When the OCE refers a matter to the ethics committee, it “eventually becomes public, forcing the Ethics Committee to do more work than they would otherwise do,” he said on Twitter. “If anything, OCE should be strengthened. It should be granted subpoena power.”
The Committee on House Administration has a reputation for working to suppress information damaging to the institution’s reputation — shielding members of both parties from scrutiny and exerting only sluggish oversight.
For example, under significant pressure, the committee published statistics about sexual harassment settlements from the Office of Compliance, saying there had been 21 settlements involving members’ offices since 2008, totaling $700,000. The casual reader would not know — though the committee surely would — that number covered only a fraction of claims. Other claims went through a different body — the Office of House Employment Counsel.

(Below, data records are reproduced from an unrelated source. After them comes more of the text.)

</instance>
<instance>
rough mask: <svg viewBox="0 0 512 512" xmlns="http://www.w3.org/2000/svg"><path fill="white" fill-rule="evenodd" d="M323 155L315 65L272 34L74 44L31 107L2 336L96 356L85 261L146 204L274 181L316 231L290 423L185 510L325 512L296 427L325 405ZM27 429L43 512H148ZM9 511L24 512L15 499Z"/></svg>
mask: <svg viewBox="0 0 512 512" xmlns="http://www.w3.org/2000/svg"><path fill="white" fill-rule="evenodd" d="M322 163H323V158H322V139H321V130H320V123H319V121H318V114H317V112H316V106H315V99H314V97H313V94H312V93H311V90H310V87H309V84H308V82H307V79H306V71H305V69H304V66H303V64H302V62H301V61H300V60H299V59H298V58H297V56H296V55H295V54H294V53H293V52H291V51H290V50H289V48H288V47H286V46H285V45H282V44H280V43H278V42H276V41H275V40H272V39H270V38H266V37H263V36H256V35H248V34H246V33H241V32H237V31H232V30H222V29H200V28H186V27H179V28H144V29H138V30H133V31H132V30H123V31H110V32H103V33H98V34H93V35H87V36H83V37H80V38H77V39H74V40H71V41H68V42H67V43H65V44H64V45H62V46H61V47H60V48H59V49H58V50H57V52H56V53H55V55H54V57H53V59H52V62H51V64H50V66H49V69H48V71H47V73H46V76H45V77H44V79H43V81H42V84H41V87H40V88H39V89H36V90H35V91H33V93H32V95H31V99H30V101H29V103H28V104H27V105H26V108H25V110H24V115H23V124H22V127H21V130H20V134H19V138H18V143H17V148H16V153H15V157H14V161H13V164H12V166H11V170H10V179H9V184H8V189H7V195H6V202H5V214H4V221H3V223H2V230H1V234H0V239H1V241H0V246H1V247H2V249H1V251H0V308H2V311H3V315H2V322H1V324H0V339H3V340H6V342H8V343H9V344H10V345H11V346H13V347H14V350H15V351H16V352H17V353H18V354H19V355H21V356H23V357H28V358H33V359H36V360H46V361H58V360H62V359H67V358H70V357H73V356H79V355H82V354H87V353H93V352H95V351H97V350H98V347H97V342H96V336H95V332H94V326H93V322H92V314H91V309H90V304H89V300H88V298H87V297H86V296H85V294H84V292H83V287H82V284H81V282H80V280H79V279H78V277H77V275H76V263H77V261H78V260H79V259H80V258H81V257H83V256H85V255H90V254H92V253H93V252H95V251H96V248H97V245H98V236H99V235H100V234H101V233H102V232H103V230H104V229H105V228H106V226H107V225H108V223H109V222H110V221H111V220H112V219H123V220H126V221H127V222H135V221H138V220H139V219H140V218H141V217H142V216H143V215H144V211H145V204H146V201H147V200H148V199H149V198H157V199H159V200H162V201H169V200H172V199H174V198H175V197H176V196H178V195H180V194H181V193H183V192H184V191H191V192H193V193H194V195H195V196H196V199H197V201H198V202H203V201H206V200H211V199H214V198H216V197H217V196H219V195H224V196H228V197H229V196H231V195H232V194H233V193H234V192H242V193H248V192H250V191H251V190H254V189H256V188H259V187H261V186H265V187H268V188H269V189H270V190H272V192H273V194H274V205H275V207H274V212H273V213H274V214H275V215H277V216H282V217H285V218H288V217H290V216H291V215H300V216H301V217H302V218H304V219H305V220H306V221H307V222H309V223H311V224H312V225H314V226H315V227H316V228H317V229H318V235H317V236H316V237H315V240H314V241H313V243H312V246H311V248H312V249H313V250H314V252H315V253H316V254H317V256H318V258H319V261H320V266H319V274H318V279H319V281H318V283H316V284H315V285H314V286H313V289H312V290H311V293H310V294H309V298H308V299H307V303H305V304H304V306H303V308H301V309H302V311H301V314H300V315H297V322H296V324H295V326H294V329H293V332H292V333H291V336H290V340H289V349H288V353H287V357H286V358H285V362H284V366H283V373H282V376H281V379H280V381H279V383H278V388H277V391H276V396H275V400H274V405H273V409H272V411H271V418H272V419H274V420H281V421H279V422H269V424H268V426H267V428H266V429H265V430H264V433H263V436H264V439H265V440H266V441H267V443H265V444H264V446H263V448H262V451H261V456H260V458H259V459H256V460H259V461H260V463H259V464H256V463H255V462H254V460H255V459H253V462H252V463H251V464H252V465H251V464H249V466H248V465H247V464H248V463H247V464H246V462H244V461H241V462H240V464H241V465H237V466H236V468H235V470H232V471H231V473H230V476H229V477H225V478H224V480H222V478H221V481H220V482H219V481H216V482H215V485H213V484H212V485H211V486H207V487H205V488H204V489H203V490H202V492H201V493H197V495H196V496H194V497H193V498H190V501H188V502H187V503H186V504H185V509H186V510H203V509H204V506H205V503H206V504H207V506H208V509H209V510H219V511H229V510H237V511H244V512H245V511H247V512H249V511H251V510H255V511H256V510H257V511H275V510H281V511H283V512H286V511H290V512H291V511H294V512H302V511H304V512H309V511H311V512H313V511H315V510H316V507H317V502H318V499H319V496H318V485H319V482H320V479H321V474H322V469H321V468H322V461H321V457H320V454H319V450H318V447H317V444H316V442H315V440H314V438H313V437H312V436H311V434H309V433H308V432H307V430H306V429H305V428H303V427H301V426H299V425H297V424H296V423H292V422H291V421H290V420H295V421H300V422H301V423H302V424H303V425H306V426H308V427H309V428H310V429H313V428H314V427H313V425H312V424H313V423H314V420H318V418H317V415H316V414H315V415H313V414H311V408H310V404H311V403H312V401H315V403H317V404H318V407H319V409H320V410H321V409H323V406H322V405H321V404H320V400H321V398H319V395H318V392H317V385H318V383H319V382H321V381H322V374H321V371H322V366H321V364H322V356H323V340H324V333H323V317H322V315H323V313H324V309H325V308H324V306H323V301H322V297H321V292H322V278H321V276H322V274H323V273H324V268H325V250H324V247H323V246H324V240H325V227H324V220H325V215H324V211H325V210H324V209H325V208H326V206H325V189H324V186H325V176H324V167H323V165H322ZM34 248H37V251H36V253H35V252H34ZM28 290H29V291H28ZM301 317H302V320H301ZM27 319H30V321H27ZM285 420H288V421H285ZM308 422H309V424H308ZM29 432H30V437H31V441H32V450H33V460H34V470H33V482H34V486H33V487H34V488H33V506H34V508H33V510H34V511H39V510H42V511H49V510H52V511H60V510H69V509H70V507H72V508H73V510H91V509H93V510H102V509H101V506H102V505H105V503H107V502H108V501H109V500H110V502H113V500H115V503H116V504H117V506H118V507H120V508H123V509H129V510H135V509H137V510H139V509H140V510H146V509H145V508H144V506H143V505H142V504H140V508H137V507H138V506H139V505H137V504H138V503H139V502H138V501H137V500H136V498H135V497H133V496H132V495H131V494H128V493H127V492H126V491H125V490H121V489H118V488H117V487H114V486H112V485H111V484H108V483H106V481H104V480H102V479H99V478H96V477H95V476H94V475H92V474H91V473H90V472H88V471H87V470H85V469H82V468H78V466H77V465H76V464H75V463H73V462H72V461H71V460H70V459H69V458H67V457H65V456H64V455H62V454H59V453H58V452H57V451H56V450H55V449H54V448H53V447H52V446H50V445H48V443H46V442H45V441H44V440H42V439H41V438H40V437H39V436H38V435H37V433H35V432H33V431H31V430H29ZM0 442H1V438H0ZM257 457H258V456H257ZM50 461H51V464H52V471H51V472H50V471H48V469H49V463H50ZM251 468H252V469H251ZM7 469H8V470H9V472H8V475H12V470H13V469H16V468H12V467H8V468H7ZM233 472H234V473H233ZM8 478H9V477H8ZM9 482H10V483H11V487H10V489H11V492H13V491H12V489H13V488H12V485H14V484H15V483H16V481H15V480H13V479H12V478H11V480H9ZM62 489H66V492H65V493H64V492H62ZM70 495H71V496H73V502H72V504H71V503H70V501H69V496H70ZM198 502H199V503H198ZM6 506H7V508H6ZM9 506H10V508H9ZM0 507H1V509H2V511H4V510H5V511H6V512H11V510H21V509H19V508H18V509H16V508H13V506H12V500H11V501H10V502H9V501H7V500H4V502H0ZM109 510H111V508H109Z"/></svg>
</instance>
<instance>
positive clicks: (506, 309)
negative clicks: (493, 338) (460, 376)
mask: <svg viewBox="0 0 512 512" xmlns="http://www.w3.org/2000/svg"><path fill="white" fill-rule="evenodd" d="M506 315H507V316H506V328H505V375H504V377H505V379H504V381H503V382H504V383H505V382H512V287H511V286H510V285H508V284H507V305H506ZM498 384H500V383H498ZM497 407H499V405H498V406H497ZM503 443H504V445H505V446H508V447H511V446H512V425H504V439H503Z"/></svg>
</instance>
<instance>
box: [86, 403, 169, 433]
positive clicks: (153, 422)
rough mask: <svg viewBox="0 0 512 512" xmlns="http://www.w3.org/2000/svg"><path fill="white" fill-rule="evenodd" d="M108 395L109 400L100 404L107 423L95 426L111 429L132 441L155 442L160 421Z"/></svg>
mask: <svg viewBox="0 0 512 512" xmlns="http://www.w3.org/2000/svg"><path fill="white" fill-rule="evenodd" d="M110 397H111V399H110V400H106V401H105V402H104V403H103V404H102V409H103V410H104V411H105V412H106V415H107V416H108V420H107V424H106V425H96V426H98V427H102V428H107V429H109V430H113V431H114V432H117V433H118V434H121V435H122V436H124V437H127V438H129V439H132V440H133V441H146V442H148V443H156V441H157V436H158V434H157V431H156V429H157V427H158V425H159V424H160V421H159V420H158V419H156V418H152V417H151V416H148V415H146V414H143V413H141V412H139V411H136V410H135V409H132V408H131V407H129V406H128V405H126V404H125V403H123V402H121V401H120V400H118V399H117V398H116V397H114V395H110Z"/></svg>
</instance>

Even the statistics from the Office of Compliance were incomplete, omitting a $220,000 payment it approved related to Rep. Alcee Hastings, even though it involved a “member-led office.”
The Administration Committee in 2016 astonishingly misled the public and members of Congress about a major cyber breach, referring to an “internal investigation” as a “theft investigation,” when in fact the most recent report from the House Office of Inspector General did not even mention theft, but rather had the headline “Continuing Unauthorized Access.” In actuality, the probe documented how Pakistani-born aides made unauthorized access to servers, logged in as members and took data off the network.
Democratic, Rep. Joaquin Castro, who serves on the House Permanent Select Committee on Intelligence and employed one of the suspects, said he was never told there was any cybersecurity issue whatsoever. As a result, members did not have the information they would need to press charges, with the committee seemingly preferring to let the breach take place rather than deal with the work and the turmoil of a public grappling.
The Harper-Brady settlement reform bill says that moving forward, members must repay settlements and directs the Office of Compliance to publish a list every six months disclosing congressional office, the amount of the settlement, and the nature of the claim. But it does not apply to past settlements.
The bill was also backed by Rep. Jackie Speier, who herself employed a staffer who was accused of abuse by four different women within two years. Speier’s spokeperson did not respond to repeated inquiries about that staffer, Imran Awan — the same one in the cybersecurity probe — even though she also employed his wife.
A stronger bill was introduced by Rep. Ron DeSantis of Florida, which would have unsealed past settlements, required members to pay them back, and removed gag orders on victims, but it appears to be going nowhere.